The SS Toroa is the last of 8 Albatross class ferries built between 1904 & 1925 to work between Auckland City and the North Shore on Auckland’s Waitemata Harbour. She spent her life working the Devenport run in tandem with the SS Makora conveying people (20,000 a day at peak) across the water.
And now it is thrilling to experience the SS Toroa as a shooting location for an independent feature film with passionate artists. Shiloh, Mardana, and the director of photography, Jake Bryant, rave about the beauty of this special shooting location. You can’t throw enough money at a big-budget movie studio to make a location feel rustic and authentic like this old, beaten-up ferry-boat.
While the filming was underway, the restoration crew was on different parts of the vessel working. Their heavy tools were laid out and old junk was everywhere as she has been undergoing a massive overhaul for over ten years now. It looks like she has many more to go before she is back in the water.
In her rich history, the SS Toroa has had many collisions with boats and wharfs. She has been overhauled numerous times. Her poor sister ships have been de-commissioned, broken up, and buried in the St Mary’s bay reclamation. On June 1st, 1998 the SS Tora sank alongside Birkenhead Wharf during a severe storm with high winds from the south west. She was a sunken vessel that entire month until she was successfully raised on the second attempt.

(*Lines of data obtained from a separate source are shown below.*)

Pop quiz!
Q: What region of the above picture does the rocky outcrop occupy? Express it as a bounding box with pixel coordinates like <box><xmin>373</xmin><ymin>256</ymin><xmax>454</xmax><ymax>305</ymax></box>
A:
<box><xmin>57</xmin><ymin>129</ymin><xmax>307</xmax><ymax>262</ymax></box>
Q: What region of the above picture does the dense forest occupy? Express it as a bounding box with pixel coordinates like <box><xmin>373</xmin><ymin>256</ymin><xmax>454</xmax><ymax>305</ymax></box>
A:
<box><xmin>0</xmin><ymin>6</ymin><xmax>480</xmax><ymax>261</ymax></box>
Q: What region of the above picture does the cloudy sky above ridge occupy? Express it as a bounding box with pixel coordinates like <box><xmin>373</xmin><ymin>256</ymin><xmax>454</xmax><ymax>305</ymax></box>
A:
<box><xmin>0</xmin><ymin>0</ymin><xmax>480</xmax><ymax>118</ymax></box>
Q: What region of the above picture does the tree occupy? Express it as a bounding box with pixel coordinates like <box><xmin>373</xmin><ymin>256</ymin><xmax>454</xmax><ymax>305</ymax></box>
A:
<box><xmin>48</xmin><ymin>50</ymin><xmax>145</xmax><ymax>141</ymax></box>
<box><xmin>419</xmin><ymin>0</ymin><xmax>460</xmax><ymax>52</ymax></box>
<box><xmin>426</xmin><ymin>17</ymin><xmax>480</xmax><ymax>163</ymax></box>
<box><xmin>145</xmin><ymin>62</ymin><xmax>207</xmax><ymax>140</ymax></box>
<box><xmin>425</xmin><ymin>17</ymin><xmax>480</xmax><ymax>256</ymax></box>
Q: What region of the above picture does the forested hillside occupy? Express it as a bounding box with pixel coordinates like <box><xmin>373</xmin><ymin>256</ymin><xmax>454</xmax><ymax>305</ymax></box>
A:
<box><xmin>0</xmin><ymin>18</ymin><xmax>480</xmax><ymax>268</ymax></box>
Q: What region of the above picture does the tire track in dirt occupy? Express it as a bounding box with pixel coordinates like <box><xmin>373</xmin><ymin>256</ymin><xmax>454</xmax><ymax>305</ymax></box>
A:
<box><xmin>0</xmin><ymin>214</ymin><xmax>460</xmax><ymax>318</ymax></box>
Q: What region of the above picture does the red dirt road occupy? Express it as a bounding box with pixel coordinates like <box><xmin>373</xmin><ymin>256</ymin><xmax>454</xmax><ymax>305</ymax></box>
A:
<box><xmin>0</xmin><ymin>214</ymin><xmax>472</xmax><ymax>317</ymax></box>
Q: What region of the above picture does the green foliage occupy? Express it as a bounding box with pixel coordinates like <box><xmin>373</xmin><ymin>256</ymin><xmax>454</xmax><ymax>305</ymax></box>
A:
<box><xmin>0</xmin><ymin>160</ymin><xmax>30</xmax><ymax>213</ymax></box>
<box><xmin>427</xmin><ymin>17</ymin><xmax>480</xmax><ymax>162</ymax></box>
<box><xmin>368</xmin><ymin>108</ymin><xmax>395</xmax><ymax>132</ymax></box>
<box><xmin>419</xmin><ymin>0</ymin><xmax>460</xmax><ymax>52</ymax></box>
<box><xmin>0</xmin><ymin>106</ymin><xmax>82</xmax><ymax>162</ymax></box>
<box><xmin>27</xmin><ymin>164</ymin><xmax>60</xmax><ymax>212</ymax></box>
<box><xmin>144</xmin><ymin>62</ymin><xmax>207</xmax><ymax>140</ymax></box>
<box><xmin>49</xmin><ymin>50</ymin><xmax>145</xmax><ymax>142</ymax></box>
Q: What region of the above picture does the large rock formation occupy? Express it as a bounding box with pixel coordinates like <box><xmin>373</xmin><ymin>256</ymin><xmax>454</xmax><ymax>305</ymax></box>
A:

One of the restoration workers laughed with me today as he explained how almost every part of this entire vessel would be re-furbished or re-fabricated and made brand new. Thankfully this old boat is getting a lot of love from someone in the local community. However, there are worries of lost financing for her restoration, so the future of the SS Toroa is still unknown.
After leaving the movie set today, Shiloh laughed and explained how he wished his entire movie could be shot on a location this cool. I guess you can say this old, derelict shipwreck made a good friend that just happened to pass her by on the freeway. Now he wants to show everyone how beautiful she really is.